One of the most obvious candidate of the bunch is probably The Shape of Water: Mexican director Guillermo del Toro’s fantastical romance between a Creature of the Black Lagoon-esque merman and a deaf mute. It lead this year’s Golden Globes with an unprecedented seven nominations, including three for acting (the Academy’s largest voting branch), Best Picture (Drama) and a win for Director (long considered the best indicator of a film’s chance at winning the Best Picture Oscar).
Another likely candidate is Wonder Woman: the one DCEU movie that people actually like. Having taken the world at large by storm, Warner Bros has been working for months to convince Oscar voters to consider it for all the major awards, and it definitely has public support behind it (especially in a year that offered little reason for the masses to actually go to a movie theater). It’s notable nomination by the Producer’s Guild for Best Picture is a powerful predictor that the industry is listening to them.
In that same, superheroic vein is Logan. This dark, neo-western deconstruction of the superhero genre is right up the Academy’s newfound sensibilities.

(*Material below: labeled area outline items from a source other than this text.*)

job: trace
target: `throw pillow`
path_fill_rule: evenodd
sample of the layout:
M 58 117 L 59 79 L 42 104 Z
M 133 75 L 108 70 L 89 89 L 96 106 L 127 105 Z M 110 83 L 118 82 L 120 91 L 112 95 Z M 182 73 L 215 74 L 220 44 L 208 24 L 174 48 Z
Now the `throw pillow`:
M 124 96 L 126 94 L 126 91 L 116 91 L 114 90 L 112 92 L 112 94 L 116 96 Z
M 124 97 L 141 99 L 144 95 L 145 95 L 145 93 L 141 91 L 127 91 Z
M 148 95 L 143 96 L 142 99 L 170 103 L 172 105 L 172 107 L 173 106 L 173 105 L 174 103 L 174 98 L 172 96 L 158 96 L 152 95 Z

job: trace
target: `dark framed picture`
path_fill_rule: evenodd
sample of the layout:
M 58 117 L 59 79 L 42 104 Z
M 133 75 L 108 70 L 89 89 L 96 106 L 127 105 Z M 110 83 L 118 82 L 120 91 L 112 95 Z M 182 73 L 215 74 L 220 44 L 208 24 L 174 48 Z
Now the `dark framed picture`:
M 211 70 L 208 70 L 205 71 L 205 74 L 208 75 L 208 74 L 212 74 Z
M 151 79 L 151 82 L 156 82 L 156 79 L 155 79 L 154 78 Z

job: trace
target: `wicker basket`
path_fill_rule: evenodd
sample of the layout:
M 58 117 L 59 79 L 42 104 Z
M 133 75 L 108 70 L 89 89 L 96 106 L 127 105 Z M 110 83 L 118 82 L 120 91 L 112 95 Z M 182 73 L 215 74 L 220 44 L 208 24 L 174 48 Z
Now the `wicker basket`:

Western and Western-esque movies have been making major waves with the Academy for the last decade, between No Country for Old Men, True Grit and Hell or High Water, they’ve become something of a mainstay among the nominees. And with similarly hard-edged action flicks also starting to gain notoriety among recent nominees — including the aforementioned Hell or High Water and Mad: Max: Fury Road — the time seems right for one of this genre’s best to finally get the prestige recognition it deserves.
The last of the potential generic nominations is none other than Blade Runner 2049. While it hardly inspired the general public to come to theaters to see it, it has certainly struck a chord among the critics, earning excellent marks from all major aggregative measures. It is a bold, visually arresting and narratively visceral film that warrants consideration in the context of Arrival‘s nomination just last year. And given that both were directed by the peerless Denis Villeneuve — who had previously earned an Oscar nomination for 2010’s Incendies, it’s as likely a bet as any.